As of 2016, nearly 14% of Americans have started or run their own business.
However, every business makes avoidable mistakes when first starting out. While some are generally harmless, others can be detrimental to the health and well-being of your company.
Let’s get into some of the major mistakes you must be aware of when planning out your startup.
Sure, it sounds cliched, but it’s still a real obstacle for most entrepreneurs. Fortunately, many very successful business owners failed plenty of times before landing their wins.
Don’t get discouraged. If you believe in your idea and your ability to execute this plan, don’t let any negativity or fear-mongering stop you!
Avoid getting lost in your own thoughts or comparing yourself to others. Instead, just keep moving forward.
Startups undoubtedly cost money — you already know just how much.
Most people think (and worry) about the big expenses. However, they neglect all the small, incremental charges that come with owning a business. This includes things like marketing, hiring processes, lawyer fees…the list goes on.
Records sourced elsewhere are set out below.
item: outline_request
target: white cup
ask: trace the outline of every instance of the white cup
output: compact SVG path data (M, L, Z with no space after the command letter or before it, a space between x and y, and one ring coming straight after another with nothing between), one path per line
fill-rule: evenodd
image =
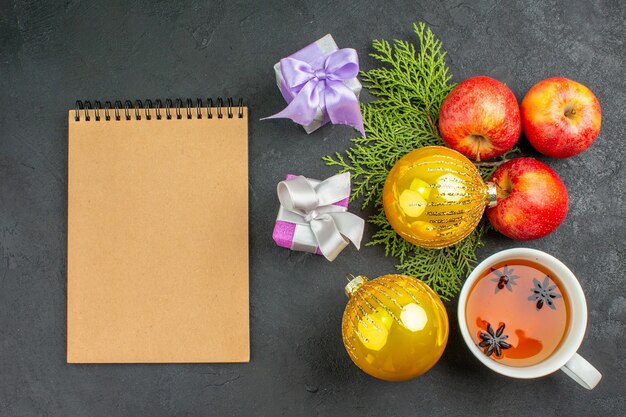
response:
M487 268L506 260L527 260L540 264L552 271L559 278L561 290L567 295L566 298L569 300L570 320L564 340L552 355L535 365L524 367L508 366L487 357L474 342L467 328L465 309L470 289ZM585 301L583 290L572 271L563 262L545 252L528 248L507 249L497 252L482 261L467 278L465 284L463 284L463 289L459 295L458 318L461 334L470 351L485 366L502 375L524 379L538 378L561 369L570 378L587 389L593 389L602 378L602 374L596 368L576 353L583 341L587 328L587 302Z

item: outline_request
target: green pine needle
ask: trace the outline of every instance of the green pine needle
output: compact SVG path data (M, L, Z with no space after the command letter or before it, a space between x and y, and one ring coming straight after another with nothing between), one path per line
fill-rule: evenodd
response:
M395 40L373 42L373 58L383 66L362 71L365 87L377 99L361 105L367 137L352 139L345 156L325 156L327 165L352 173L351 201L361 198L363 208L373 204L377 214L369 222L378 226L368 245L382 245L385 255L396 257L400 271L418 277L441 298L450 300L461 288L462 278L477 263L476 249L488 229L483 222L460 243L429 250L402 239L391 228L382 207L387 173L410 151L429 145L444 145L437 129L439 108L455 86L445 62L441 41L424 23L414 24L419 50L412 43ZM504 158L508 156L505 155ZM503 158L503 159L504 159ZM487 179L496 166L478 167Z

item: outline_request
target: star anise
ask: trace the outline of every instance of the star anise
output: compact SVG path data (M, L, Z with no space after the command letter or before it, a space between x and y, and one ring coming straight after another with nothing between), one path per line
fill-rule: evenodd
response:
M517 285L517 282L515 282L515 280L519 278L519 275L513 275L514 269L509 269L508 265L504 265L502 271L497 269L492 269L492 271L493 274L496 276L496 278L492 279L493 282L497 282L496 293L504 287L506 287L506 289L510 292L513 292L512 285Z
M502 334L504 332L504 323L498 330L493 331L493 327L491 327L491 323L487 323L487 333L480 333L480 338L482 342L478 344L481 348L483 348L483 352L485 355L491 356L494 352L496 356L502 355L502 349L509 349L511 345L505 342L506 339L509 338L509 335Z
M537 278L533 278L533 284L535 284L535 286L530 289L533 295L528 297L528 301L537 301L537 310L541 310L544 304L547 304L552 310L556 310L553 300L555 298L561 298L561 294L554 292L556 285L550 285L550 280L547 275L543 279L543 283L540 283Z

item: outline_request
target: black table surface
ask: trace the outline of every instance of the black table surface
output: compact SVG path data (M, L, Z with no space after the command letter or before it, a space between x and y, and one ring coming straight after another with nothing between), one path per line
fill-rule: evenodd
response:
M331 33L370 69L372 38L415 40L415 21L441 38L457 82L492 76L521 100L560 75L602 105L588 151L539 157L569 189L564 224L525 243L492 232L479 251L528 246L574 271L589 307L579 352L604 375L593 391L562 372L514 380L488 370L463 343L455 300L447 349L430 372L371 378L341 342L344 275L391 273L394 259L350 247L329 263L272 241L276 183L286 173L332 175L320 158L354 137L345 126L306 135L288 120L259 121L284 106L273 64ZM626 415L625 39L620 0L3 1L0 416ZM252 116L250 363L67 365L67 110L76 99L208 96L244 97ZM365 240L374 231L368 225Z

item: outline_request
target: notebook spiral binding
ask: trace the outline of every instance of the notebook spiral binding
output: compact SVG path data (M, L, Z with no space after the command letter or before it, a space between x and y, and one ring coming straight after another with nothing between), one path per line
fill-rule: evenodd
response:
M226 105L224 105L224 100L221 97L218 97L216 102L217 105L213 106L213 99L208 98L206 100L206 107L204 106L204 101L201 98L196 99L196 105L193 105L193 100L188 98L186 100L186 106L183 105L183 100L180 98L176 99L176 104L172 99L168 98L165 100L165 106L163 106L163 102L160 99L156 99L153 102L150 99L146 99L144 102L141 100L135 100L133 103L131 100L126 100L124 104L120 100L115 101L114 105L111 105L110 101L104 102L104 107L102 103L98 100L94 101L93 106L91 105L91 101L89 100L77 100L74 120L79 122L81 120L85 120L89 122L91 120L91 116L89 114L90 110L94 111L94 118L97 122L104 119L106 121L109 120L122 120L122 117L126 120L132 120L133 116L135 120L141 120L142 113L143 117L146 120L152 120L152 110L154 110L154 117L157 120L162 120L163 114L161 113L161 109L165 109L165 119L169 120L172 117L176 117L177 119L183 118L183 112L185 113L185 117L187 119L202 119L206 117L207 119L212 119L213 116L218 119L222 119L226 116L229 119L234 117L233 109L237 110L237 118L243 118L243 99L239 99L237 105L234 105L232 98L226 99ZM213 113L213 108L215 108L215 114ZM175 114L172 114L172 110ZM195 110L195 111L194 111ZM222 110L225 110L225 115ZM203 114L204 111L204 114ZM123 112L123 115L121 114ZM83 118L81 119L81 113L83 114ZM113 113L113 116L111 116ZM104 115L104 118L101 117Z

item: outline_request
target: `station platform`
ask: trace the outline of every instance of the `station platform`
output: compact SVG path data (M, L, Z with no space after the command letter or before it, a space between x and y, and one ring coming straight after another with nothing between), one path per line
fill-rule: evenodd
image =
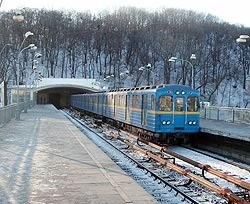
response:
M200 120L200 131L218 136L250 142L250 125L222 120Z
M157 203L52 105L0 128L0 203Z

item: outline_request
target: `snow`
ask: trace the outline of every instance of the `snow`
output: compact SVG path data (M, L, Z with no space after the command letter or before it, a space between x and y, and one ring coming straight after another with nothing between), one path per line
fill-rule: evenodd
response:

Keep a meticulous budget, modify as needed — and above all, stick to it.
Having an Undefined or Wrongly Defined Target Audience
Whether you are selling photography or even cheesemakers, one of the greatest avoidable mistakes is misunderstanding your audience.
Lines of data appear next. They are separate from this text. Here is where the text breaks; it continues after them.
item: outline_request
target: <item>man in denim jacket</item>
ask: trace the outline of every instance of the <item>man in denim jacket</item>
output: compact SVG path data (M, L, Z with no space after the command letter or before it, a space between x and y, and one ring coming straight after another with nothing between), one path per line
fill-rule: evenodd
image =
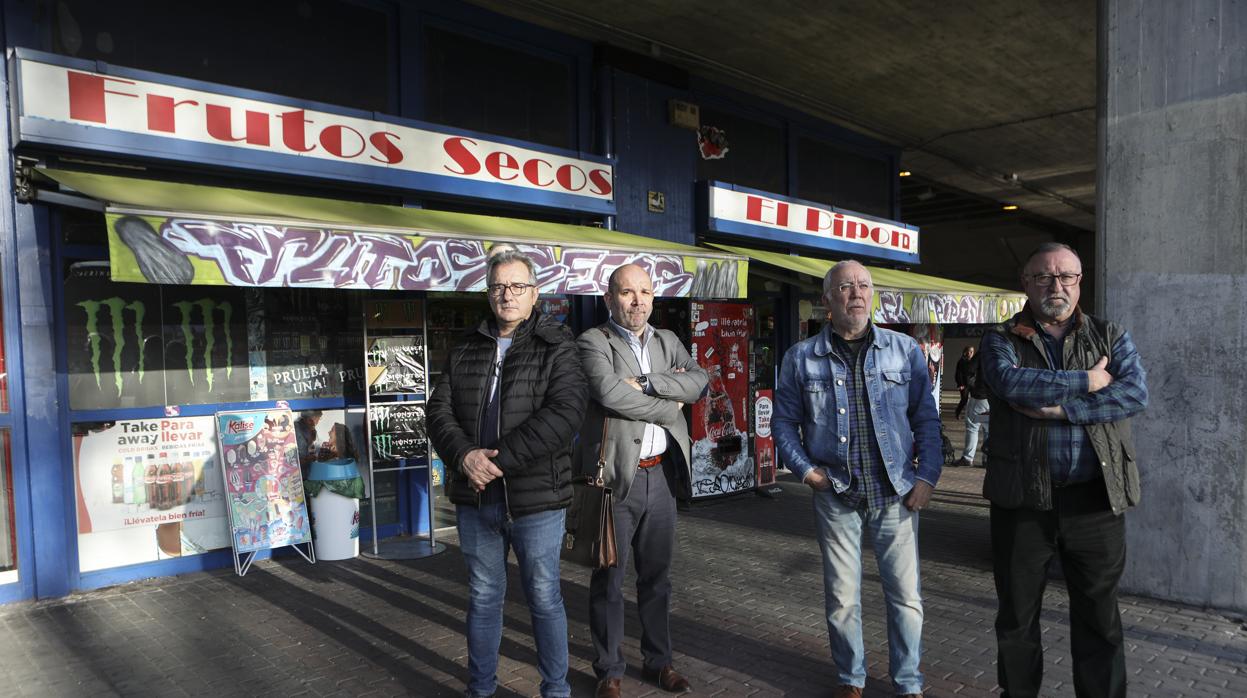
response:
M893 689L922 694L918 512L940 477L940 422L926 357L912 337L871 324L873 294L866 267L832 267L831 324L788 350L775 389L775 442L814 490L836 697L866 685L863 531L887 599Z

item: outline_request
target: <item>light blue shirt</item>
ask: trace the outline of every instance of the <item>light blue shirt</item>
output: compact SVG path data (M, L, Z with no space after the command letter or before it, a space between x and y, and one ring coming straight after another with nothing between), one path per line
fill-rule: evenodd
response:
M650 372L649 363L649 340L654 336L654 328L648 323L640 337L633 334L628 328L615 322L615 318L610 320L611 327L619 333L620 337L628 343L628 347L632 349L633 356L636 357L637 363L641 365L641 373ZM631 376L629 376L631 378ZM646 389L649 394L649 390ZM646 423L645 434L641 436L641 459L653 458L667 452L667 432L656 424Z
Knowing your consumer base allows you to target your advertising appropriately. It also helps you to reach out to the people who are most likely to benefit from your services.
It is important to continuously track data and demographics to obtain this information.
Confusing Company Infrastructure
If you run a company with several employees, you need to solidify the organizational structure. Each employee needs to know who he reports to. They also need to know how communication is broken down within the industry.
Any ambiguity in this structure faces the risk of conflict and tension within the workplace.
Paying Yourself Inappropriately
It’s common for entrepreneurs to pay themselves either too much or too little. Both of these avoidable mistakes can be costly.
A good rule of thumb is to pay yourself a set percentage of revenue. As your business grows, this can be adjusted as needed.
Hiring the Wrong Employees
Be cautious when you begin your hiring process.
It’s easy to feel like you need to hire the first candidate who sends you a resume (especially as work piles up.) However, you need to be considerate of your needs.
For example, do you need a full-time employee or can an independent contractor or part-time individual do the job?
Also, just because someone makes for a great coworker does not mean they will make a good business partner!
The greatest ideas in the world may not launch without the right number-crunching and hard math.
Before launching any business, a certain amount of research is required (even if it’s as obscure as LED eyelashes.) This means determining your service or product’s current competition, the current demand, and the trends within your industry.
You will also benefit from collecting your own business data and making alterations to your business plan as needed.